Betibu (Verus, R$  52,90) é o apelido pelo qual Jaime Brena, o ex-editor de Polícia de um dos jornais de Buenos Aires se refere à escritora Nurit Iscar, uma cinquentona que se une ao velho jornalista para apurar o assassinato de um empresário num condomínio de luxo da cidade. Cercada por homens (dois filhos, jornalistas, o ex-amante) e pelas melhores amigas, Nurit, que desvenda mistérios com alma de repórter e curiosidade de roteirista, poderia ser um alter ego da escritora Claudia Piñeiro, um dos mais expressivos nomes da literatura argentina da atualidade.

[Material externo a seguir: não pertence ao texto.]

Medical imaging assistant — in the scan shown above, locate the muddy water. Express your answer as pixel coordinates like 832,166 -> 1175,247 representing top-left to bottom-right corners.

A paixão proibida pelas diferenças sociais impede o casamento de Cathy Earnshaw com seu irmão de criação, Heathcliff, o que seria uma “degradação” para a jovem da aristocracia rural inglesa. Mesmo  depois de morta, Cathy está presente nos delírios do amargurado e cruel Heathcliff e nas lembranças dos outros personagens de O Morro dos Ventos Uivantes (Bestbolso, R$  39,90), um dos mais aclamados romances do século XIX, escrito por Emily Brönte. Sua irmã, Charlotte, criou Jane Eyre  (Zahar, R$  89,90), a preceptora da filha do misterioso Edward Rochester, por quem se apaixona. Depois que se casam, Jane descobre um segredo pavoroso do marido e o abandona para tentar viver com dignidade, dentro das limitações impostas pela época.

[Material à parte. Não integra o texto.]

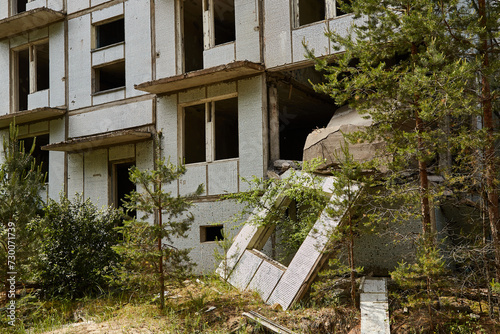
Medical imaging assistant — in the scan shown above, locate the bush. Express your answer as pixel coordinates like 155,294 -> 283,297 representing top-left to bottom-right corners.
39,195 -> 121,298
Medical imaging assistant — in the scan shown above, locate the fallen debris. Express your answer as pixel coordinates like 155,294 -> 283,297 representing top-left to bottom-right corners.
243,311 -> 295,334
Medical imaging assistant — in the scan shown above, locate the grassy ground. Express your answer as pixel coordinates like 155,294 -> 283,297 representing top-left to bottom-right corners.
0,277 -> 359,334
0,277 -> 500,334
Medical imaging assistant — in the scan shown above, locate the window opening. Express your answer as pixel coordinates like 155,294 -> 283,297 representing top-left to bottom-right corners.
113,162 -> 136,217
94,61 -> 125,93
14,43 -> 50,111
35,43 -> 49,91
183,97 -> 239,164
184,104 -> 206,164
14,0 -> 28,14
200,225 -> 224,242
298,0 -> 326,26
214,98 -> 238,160
183,0 -> 203,72
20,134 -> 49,182
294,0 -> 350,27
214,0 -> 236,45
16,49 -> 30,110
95,18 -> 125,48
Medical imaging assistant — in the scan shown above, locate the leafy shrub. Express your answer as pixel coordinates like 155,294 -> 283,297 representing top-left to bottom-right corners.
39,195 -> 121,298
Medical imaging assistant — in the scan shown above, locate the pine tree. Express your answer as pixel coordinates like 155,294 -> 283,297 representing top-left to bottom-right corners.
115,133 -> 203,309
0,123 -> 45,290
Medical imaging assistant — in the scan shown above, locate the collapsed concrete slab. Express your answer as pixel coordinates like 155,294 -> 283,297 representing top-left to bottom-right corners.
304,106 -> 384,170
217,171 -> 359,310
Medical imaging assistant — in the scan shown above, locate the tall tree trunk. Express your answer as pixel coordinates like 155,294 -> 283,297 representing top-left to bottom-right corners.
478,0 -> 500,282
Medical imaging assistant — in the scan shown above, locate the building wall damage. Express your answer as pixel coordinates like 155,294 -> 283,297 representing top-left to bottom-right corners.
0,0 -> 410,272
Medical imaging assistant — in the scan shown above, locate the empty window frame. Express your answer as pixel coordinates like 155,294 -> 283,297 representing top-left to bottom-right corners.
200,225 -> 224,242
111,161 -> 136,217
293,0 -> 349,27
94,18 -> 125,49
20,134 -> 49,182
11,0 -> 29,15
203,0 -> 236,50
183,97 -> 239,164
13,42 -> 50,111
94,60 -> 125,93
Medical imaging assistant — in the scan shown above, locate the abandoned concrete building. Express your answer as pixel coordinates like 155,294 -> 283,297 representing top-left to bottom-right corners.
0,0 -> 394,272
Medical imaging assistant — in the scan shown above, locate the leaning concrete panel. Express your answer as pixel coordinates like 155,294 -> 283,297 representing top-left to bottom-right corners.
206,160 -> 239,195
292,21 -> 330,62
68,14 -> 92,110
49,118 -> 65,200
125,0 -> 150,97
69,100 -> 153,137
234,0 -> 261,63
203,42 -> 235,68
155,0 -> 177,79
66,0 -> 90,14
67,153 -> 83,199
0,41 -> 10,115
227,250 -> 263,290
238,76 -> 266,191
84,149 -> 108,207
49,22 -> 66,107
264,0 -> 292,68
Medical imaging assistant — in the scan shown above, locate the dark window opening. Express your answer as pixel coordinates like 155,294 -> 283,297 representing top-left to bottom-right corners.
200,225 -> 224,242
335,0 -> 351,16
95,19 -> 125,48
297,0 -> 326,26
184,104 -> 206,164
214,98 -> 239,160
94,61 -> 125,92
114,162 -> 136,218
277,67 -> 338,161
16,49 -> 30,111
15,0 -> 28,14
21,134 -> 49,182
183,0 -> 204,72
35,43 -> 49,91
214,0 -> 236,45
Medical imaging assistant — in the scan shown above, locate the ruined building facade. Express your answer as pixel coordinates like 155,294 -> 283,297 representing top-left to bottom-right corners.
0,0 -> 352,271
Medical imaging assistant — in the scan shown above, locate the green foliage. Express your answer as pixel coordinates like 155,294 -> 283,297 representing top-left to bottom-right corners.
38,195 -> 121,298
0,123 -> 45,288
115,133 -> 203,309
224,161 -> 328,260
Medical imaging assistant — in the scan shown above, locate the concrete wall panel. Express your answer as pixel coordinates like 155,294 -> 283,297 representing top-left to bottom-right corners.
238,76 -> 266,191
49,118 -> 65,200
0,40 -> 10,115
109,144 -> 135,161
92,1 -> 123,24
49,22 -> 66,107
203,43 -> 235,68
69,100 -> 153,137
68,14 -> 92,110
207,81 -> 236,98
205,161 -> 239,195
155,0 -> 176,79
264,0 -> 292,67
234,0 -> 260,63
66,0 -> 90,14
84,149 -> 108,207
125,0 -> 152,97
67,153 -> 84,199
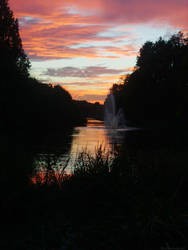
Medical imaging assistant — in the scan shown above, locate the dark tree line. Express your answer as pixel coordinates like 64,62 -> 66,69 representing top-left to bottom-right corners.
0,0 -> 103,145
108,32 -> 188,128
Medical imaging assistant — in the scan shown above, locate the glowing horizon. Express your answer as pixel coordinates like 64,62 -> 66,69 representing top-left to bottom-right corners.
10,0 -> 188,103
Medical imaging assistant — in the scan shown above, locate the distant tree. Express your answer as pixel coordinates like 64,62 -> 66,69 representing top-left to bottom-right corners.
0,0 -> 30,78
108,32 -> 188,126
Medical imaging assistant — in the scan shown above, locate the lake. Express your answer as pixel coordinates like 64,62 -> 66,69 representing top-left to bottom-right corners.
32,118 -> 130,175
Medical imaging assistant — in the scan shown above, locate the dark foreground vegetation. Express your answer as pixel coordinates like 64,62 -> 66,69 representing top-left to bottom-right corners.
0,131 -> 188,250
0,0 -> 103,143
108,32 -> 188,129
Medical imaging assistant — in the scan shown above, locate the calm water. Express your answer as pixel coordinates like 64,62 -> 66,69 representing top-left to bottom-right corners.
32,119 -> 129,175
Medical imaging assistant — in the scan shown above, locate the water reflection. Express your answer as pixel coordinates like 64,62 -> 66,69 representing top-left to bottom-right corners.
32,119 -> 126,173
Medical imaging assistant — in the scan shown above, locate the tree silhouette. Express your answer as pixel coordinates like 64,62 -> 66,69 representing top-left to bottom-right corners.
109,32 -> 188,127
0,0 -> 30,78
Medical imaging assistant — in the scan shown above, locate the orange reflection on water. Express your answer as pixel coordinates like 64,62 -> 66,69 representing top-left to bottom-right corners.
70,119 -> 110,155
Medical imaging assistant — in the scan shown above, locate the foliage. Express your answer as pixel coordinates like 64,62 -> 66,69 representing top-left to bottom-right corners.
0,0 -> 30,79
109,33 -> 188,127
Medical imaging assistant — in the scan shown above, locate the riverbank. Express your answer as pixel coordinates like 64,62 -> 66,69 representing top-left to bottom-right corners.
0,130 -> 188,250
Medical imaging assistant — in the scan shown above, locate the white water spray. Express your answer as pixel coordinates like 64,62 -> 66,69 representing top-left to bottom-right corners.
104,91 -> 126,129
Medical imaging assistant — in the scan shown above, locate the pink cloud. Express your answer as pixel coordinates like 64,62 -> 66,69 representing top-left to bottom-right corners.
10,0 -> 188,60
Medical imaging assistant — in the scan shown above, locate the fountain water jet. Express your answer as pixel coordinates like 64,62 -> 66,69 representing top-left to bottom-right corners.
104,91 -> 126,129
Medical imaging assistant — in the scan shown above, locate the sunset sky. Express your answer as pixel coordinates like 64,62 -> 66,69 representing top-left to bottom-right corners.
9,0 -> 188,103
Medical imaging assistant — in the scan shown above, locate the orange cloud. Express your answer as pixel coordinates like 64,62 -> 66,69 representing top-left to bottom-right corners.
10,0 -> 188,60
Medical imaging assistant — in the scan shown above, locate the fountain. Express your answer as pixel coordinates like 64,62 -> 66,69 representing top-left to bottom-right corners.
104,91 -> 126,129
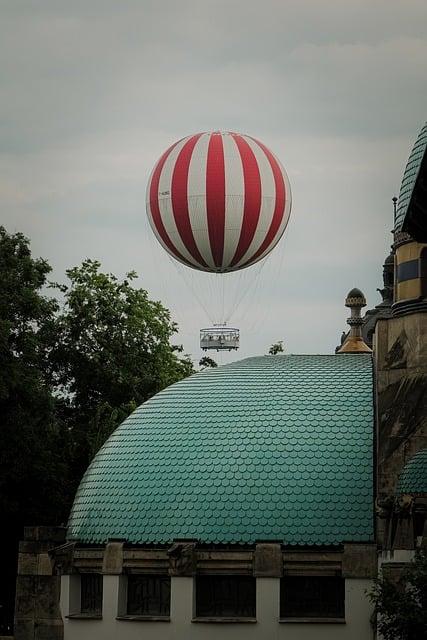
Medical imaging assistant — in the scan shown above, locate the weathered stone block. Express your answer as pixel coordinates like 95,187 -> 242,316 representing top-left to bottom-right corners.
168,542 -> 197,576
24,527 -> 67,546
393,515 -> 415,549
342,544 -> 377,578
34,576 -> 61,619
37,553 -> 52,576
13,618 -> 34,640
18,553 -> 38,576
102,542 -> 123,575
34,620 -> 64,640
15,576 -> 37,618
253,543 -> 283,578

Com mais humor e personagens que esbanjam firmeza de caráter, Jane Austen fez de  Elizabeth Bennet sua mais famosa  protagonista. Em Orgulho e Preconceito (Nova Fronteira, R$ 30,90), Elizabeth tem a possibilidade de salvar a família da pobreza quando um primo, herdeiro do título e da fortuna de seu pai, se interessa em casar com ela. Elizabeth recusa e também rejeita o antipático aristocrata Mr. Darcy, que lhe confessa sua paixão, embora a considere abaixo de seu nível social. A crítica ao sistema de distribuição de renda das altas classes britânicas ressurge em outros romances de Austen, que pôde ajudar no sustento de irmãos e sobrinhos com sua atividade literária, ainda que, inicialmente, sob o pseudônimo de “uma senhora”.

A correspondente contemporânea de Elizabeth Bennet foi criada para garantir boas risadas. O diário de Bridget Jones (Record, R$ 42,90) segue a trama de Orgulho e Preconceito, incluindo um homônimo de Mr Darcy, um advogado sem charme e introvertido, que se encanta pela atrapalhada jornalista, às voltas com um editor canalha e bonito, uma mãe escandalosa e amigos divertidos. À autora Helen Fielding foi creditada a invenção do gênero literário conhecido como “chick lit”, que tem como figuras centrais feministas românticas.

A trajetória da exuberante Catalina Guzman, de adolescente ingênua, embora determinada, a mulher de um homem poderoso no México na primeira metade do século XX é descrita com o mesmo arrebatamento da protagonista de Arranca-me a vida (Companhia das Letras, R$  49,90), de Angeles Mastretta. Aos 15 anos, Catalina conhece e se casa com o general Andrés Ascencio, um líder político. Restringir-se ao universo feminino doméstico não a satisfaz, porém sua rebelião é surda até se apaixonar por um músico. Com a da história do México como pano de fundo, esse romance vigoroso mostra o machismo enraizado na América Latina.